Exercise provides real world experience

  • Published
  • By Dave Smith, staff writer
  • 21St Space Wing Public Affairs
A group of Airmen from the 21st Medical Group are spending time in the Dominican Republic, March 3-18, 2017, putting their skills to work as part of the Air Force South-run joint exercise Operation New Horizons.

The initial team of 25 members, 15 of whom are from Team Pete, traveled to the Caribbean nation to set up medical and dental facilities to serve the local populace, said Maj. Brandi Foster, 21st MDG medical readiness officer. The event serves as a medical readiness training exercise.

While this is not the first time personnel from Peterson Air Force Base have taken part in the operation, it is the first time a team from the base is serving as the lead group.

“They are doing some fundamental healthcare,” Foster said. “Sharing space and connecting field medical care, providing general medical care, checking ailments and setting up dental assistance. They arrive on site, have a covered facility to provide services and have to make it work with the supplies they are given. It’s a unique situation they’ve probably never experienced.”

Another team, made up of members from other bases, will follow after and provide more advanced types of care, Foster explained. The entire operation lasts about six months.

Beyond the members of the 21st MDG, the team was filled out with Airmen from other locations in order to meet needs that Team Pete personnel could not cover. Specialties like obstetrics and gynecology, family practice, pediatrics, optometry and dermatology are represented.
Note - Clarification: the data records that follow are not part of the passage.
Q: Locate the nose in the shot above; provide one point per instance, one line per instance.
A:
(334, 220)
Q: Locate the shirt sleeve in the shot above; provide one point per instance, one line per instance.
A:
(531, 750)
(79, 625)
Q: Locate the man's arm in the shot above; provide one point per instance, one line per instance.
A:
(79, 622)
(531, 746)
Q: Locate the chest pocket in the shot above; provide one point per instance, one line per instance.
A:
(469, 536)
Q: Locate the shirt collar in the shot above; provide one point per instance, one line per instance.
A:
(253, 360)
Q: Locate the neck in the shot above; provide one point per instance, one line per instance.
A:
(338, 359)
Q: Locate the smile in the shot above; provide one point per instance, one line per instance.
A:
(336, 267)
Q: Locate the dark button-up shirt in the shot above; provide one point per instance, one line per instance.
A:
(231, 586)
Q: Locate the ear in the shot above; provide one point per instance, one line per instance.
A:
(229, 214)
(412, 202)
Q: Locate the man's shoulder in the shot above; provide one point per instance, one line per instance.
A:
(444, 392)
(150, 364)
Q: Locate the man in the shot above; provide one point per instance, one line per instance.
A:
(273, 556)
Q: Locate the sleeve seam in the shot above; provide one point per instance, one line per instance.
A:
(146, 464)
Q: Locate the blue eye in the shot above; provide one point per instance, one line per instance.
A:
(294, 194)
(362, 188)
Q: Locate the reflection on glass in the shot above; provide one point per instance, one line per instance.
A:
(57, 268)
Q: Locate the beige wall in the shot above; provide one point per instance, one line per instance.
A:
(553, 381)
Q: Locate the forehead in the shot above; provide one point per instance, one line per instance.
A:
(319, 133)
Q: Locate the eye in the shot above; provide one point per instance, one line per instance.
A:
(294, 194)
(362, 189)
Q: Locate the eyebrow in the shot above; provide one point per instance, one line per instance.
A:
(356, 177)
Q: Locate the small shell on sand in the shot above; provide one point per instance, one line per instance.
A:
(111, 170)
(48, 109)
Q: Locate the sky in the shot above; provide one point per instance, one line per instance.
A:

“There are individuals from all over the U.S. on the team,” Foster said. “Airmen from Peterson, Buckley, Charleston, Vandenberg, Travis, Langley-Eustis, and Lackland Air Force Bases are on the team.”

The facilities were prepared and the team began seeing patients on March 6. They expect business to boom with about 6,000 patients anticipated to come through in 10 days, said Foster.

A typical day during the operation begins at about 8 a.m. and doesn’t stop until around 6 p.m., then cleaning and preparing for the next day can begin.

“They are running some pretty long days,” Foster said.

Not only is the experience unique, it is beneficial to the members who participate. Working with others in a joint-effort scenario provides a level of preparedness that will prove invaluable in the future, Foster noted.

“This is an opportunity to go into a bare base situation and provide basic medical care,” she said.